Dans les clubs d'épargne, fin d'année rime avec remboursement des économies: fin novembre-début décembre, alors que Noël et les repas festifs approchent, les adhérents peuvent récupérer le montant de leur épargne de l'année en chèque.
En fin de matinée, un samedi de décembre, le club "L'Ecossais" s'est réuni au Café du chemin de fer d'Algrange (Moselle), où plus de 130 petits casiers sont installés depuis plus de 50 ans.
Ils permettent à chaque adhérent d'y laisser de plus ou moins grosses sommes toutes les deux semaines.
Il faut verser au minimum cinq euros tous les 15 jours, sinon des pénalités, à hauteur de trois euros, sont imputées.
L'objectif, à quelques jours des fêtes de fin d'année: distribuer les enveloppes, déjà prêtes, numérotées comme les casiers, et contenant en chèque l'épargne d'une année pour chaque adhérent.
"Vérifie bien que ce soit la bonne somme", dit un épargnant à un autre, dans une ambiance bon enfant.
- Champagne -
Une fois l'enveloppe récupérée, les épargnants se tournent vers le bar où ils commandent un café, une bière ou même... une bouteille de champagne, pour fêter ça.
Les sommes récoltées varient du montant minimum de 120 euros à plusieurs milliers d'euros.
Un homme est venu récupérer trois enveloppes d'un coup: la sienne, mais aussi celles correspondant aux casiers de son épouse et de sa fille.
Les clubs d'épargne sont autorisés en Alsace (Haut-Rhin et Bas-Rhin) et en Moselle, du fait du droit local, qui autorise les associations des trois départements à poursuivre un but lucratif, contrairement aux associations "loi de 1901" du droit français.
Le nombre de clubs d'épargne diminue toutefois chaque année, avec la fermeture des troquets, qui ont souvent du mal à trouver des repreneurs.
A Henriville, non loin de la frontière allemande, le restaurant a fermé en 2019 et le bar en 2021. C'est là qu'étaient placés les casiers.
Lucienne Posselt (née Fayel, le nom du bar), sa dernière gérante, a grandi avec le club d'épargne.
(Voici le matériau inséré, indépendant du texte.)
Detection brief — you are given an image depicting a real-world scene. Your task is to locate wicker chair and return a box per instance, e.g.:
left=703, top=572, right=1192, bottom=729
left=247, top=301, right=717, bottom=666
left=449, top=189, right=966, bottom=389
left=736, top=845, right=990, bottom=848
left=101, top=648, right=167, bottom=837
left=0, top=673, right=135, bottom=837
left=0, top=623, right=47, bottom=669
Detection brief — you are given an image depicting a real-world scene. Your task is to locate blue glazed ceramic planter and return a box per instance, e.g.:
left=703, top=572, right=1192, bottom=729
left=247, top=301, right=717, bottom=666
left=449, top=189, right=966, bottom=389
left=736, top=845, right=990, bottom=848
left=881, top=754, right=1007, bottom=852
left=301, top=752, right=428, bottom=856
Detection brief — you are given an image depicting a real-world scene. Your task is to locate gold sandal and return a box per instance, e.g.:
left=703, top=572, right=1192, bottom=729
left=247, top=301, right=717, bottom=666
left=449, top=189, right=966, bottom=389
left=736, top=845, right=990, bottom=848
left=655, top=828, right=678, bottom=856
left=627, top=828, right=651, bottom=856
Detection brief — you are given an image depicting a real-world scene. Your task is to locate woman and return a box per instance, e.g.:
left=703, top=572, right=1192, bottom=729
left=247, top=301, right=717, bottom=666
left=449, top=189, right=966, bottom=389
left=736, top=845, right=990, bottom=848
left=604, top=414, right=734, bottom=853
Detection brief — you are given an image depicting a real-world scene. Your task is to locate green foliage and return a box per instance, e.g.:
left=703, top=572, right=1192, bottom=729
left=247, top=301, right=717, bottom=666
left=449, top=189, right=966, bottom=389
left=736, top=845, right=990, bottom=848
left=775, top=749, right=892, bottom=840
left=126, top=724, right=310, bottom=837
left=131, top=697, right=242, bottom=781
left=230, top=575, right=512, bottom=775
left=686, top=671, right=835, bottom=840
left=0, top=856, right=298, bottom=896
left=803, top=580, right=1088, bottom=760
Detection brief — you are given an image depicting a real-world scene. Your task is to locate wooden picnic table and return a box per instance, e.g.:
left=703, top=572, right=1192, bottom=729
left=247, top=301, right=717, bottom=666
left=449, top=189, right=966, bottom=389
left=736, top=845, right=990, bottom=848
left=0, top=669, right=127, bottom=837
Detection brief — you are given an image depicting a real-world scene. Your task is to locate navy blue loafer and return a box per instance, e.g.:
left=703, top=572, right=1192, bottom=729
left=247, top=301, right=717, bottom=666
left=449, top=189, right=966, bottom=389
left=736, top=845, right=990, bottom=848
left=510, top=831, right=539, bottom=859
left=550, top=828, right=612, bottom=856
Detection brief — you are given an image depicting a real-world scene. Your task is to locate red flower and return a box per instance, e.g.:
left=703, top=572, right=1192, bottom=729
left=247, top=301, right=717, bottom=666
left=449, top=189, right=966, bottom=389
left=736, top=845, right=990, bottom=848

Mais elle est partie à la retraite sans mettre en vente cet établissement familial.
- "Vignette auto" -
Quand il a été créé, en 1972, "j'avais 12 ans", sourit-elle. Au moins six personnes se réunissaient, deux fois par mois, pour réaliser les levées... Mais de nombreux autres adhérents en profitaient aussi pour discuter et boire un verre.
La moyenne d'âge du club est "de 60 à 80 ans", estime son président, Rémi Touba, 74 ans.
Le club a pourtant su s'adapter au fil du temps: depuis 2012, il ne rend les économies d'une année que par chèque, pour éviter "tout problème". D'autant que le montant final est important, chaque adhérent épargnant en moyenne 630 euros annuellement. "Dans le temps, les économies servaient à acheter la vignette auto", se remémore Mme Posselt.
Maintenant, les adhérents peuvent payer leur repas de fêtes et les cadeaux de Noël, suggère M. Touba. Certains choisissent d'épargner les sommes qu'ils reçoivent au cours de l'année, pour leur anniversaire par exemple, afin de "ne pas les dépenser dans n'importe quoi".
Les intérêts servent eux à financer une sortie ou le banquet annuel du club.